1. My uncle once: built the coolest swing ever with my grandfather.
2. Never in my life: have i been to the land of my people.
3. When I was five: i didn't have to worry about anything.
4. High School is: a right of passage, a necessary evil, but only happens once.
6. I once met: Dr. Drew from Loveline.
7. There's this girl I know who: has the word "wanderlust" tattooed on her wrist. i secretly think it's cool.
8. Once, at a bar: i was so drunk that i fell out of a chair and didn't realize it until i was actually on the floor. i remember the waitress asking if i had a way of getting home. (not my best moment.)
10. Last night: i ate meatloaf and watched evil Wendy Pepper win at Celebrity Poker Showdown.
12. Next time I go to church: will probably be at Christmas.

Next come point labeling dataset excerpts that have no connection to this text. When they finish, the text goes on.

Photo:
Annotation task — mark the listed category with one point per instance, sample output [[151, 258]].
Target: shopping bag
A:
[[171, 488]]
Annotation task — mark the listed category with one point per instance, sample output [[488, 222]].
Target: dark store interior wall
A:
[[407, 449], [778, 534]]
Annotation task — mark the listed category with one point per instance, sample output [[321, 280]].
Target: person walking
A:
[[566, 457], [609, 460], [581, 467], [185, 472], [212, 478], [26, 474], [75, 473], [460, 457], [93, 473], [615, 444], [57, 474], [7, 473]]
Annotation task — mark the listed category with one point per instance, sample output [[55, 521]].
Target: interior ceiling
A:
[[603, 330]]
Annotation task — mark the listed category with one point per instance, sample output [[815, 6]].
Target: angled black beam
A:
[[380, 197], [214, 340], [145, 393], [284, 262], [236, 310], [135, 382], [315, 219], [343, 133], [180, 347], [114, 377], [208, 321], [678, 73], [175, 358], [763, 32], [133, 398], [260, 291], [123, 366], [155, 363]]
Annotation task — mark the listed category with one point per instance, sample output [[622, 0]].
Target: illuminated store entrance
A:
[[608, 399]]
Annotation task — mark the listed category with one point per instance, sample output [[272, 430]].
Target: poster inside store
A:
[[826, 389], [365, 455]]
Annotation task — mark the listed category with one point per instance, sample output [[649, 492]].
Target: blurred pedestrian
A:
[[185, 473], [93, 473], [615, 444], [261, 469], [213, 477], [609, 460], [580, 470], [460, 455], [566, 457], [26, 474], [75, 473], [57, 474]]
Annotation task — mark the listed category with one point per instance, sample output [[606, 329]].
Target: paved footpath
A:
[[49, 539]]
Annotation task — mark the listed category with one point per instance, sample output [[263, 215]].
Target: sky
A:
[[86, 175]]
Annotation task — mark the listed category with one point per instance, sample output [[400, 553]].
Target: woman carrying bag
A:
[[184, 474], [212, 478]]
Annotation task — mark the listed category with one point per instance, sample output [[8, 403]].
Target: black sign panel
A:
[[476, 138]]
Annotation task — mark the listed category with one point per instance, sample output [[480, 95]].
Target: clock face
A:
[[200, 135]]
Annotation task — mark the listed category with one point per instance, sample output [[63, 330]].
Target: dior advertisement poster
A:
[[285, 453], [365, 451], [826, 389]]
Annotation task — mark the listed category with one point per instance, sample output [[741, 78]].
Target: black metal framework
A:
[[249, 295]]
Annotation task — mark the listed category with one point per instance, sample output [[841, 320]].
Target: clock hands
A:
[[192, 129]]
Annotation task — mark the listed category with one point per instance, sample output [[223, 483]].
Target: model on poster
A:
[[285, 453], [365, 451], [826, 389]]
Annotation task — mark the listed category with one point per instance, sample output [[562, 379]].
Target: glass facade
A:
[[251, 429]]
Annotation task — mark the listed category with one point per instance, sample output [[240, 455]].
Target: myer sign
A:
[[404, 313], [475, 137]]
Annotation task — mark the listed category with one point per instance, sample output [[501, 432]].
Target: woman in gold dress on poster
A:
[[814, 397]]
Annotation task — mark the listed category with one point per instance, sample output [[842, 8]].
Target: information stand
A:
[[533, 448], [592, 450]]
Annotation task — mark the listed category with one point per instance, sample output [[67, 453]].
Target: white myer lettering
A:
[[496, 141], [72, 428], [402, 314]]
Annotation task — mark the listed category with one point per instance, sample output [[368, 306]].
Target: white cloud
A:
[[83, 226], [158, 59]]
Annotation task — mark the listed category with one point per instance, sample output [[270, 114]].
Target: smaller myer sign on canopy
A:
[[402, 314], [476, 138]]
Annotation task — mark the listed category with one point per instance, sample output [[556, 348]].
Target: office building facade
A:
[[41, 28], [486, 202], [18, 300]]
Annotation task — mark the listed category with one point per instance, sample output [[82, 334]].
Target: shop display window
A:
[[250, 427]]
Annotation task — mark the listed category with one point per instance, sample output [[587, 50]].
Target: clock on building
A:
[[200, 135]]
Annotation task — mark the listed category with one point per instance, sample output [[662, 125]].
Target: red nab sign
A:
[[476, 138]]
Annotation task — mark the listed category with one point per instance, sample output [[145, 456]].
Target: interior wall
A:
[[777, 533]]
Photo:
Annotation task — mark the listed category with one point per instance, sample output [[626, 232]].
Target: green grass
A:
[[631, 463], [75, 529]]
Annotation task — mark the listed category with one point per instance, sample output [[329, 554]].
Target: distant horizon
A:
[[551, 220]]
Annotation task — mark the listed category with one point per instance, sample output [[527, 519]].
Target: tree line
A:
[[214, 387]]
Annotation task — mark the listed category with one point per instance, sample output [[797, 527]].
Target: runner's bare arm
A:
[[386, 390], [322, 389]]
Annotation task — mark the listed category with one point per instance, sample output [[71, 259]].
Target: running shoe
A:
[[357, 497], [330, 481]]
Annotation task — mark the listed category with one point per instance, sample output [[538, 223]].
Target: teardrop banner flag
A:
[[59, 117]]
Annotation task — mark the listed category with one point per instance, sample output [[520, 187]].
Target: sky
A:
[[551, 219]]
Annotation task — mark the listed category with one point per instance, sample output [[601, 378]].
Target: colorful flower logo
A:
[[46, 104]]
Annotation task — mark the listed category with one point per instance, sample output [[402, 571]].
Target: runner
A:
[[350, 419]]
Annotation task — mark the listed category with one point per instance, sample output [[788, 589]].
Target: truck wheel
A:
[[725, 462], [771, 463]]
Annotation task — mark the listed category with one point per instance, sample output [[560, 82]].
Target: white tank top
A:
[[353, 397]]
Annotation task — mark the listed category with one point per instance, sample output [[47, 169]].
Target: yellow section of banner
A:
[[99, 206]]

15. When I turn my head left, I see: one white and one pink paper lantern hanging from my ceiling.
16. When I turn my head right, i see: my bed with its new duvet cover on it and the rest of my tiny room beyond.
18. How many days until my birthday (the best day of the year)?: um, a lot. i'm too lazy to count.
19. If I was a character written by Shakespeare I'd be: some bit part with one hilarious line, which includes a double entendre or something equally witty, snarky or sarcastic. i'm not interesting enough to be a juliet.
20. By this time next year: i will be a year older and closer to graduation.
21. A better name for me would be: i dunno. i kinda like my name.
22. I have a hard time understanding: football.
23. If I ever go back to school I'll: be up to my eyeballs in debt.
24. You know I like you if: i get tongue-tied or fidgety or my face gets hot.
25. If I won an award, the first person I'd thank would be: my parents and all who support my artistic endeavors.
27. Take my advice: "failure is never as frightening as regret" (got that from a design magazine).
28. My ideal breakfast is: actually brunch from Pomelo--the Chelsea: eggs over hard, fruit, potatoes and a side of bacon. mmmmmm.
30. If you visit my hometown: you'll find the first-ever Wal-Mart Super Center. whoopeeeee!
32. Why won't someone: invent a time machine already?!?! damnit!! (sorry, i copied that from the last person)
33. If you spend the night at my house: you'll sleep on a comfy air mattress.
34. I'd stop my wedding if: there were a major natural disaster about to occur... but even then, i might go through with it because i'd want to die married to my fiance.
35. The world could do without: hatred, corruption, close-minded people, homelessness, poverty, global warming...
36. I'd rather lick the belly of a cockroach than: lick a maggot.
37. My favorite blonde is: Sean Connery. Oh wait, that said "blonde" didn't it?
38. Paper clips are more useful than: your thumb and forefinger.
39. If I do anything well, it is: laughing, and loving. Oh, and killing time writing things like this.
40. And by the way: your fly's undone.
41. The last time I was high: was approximately... never.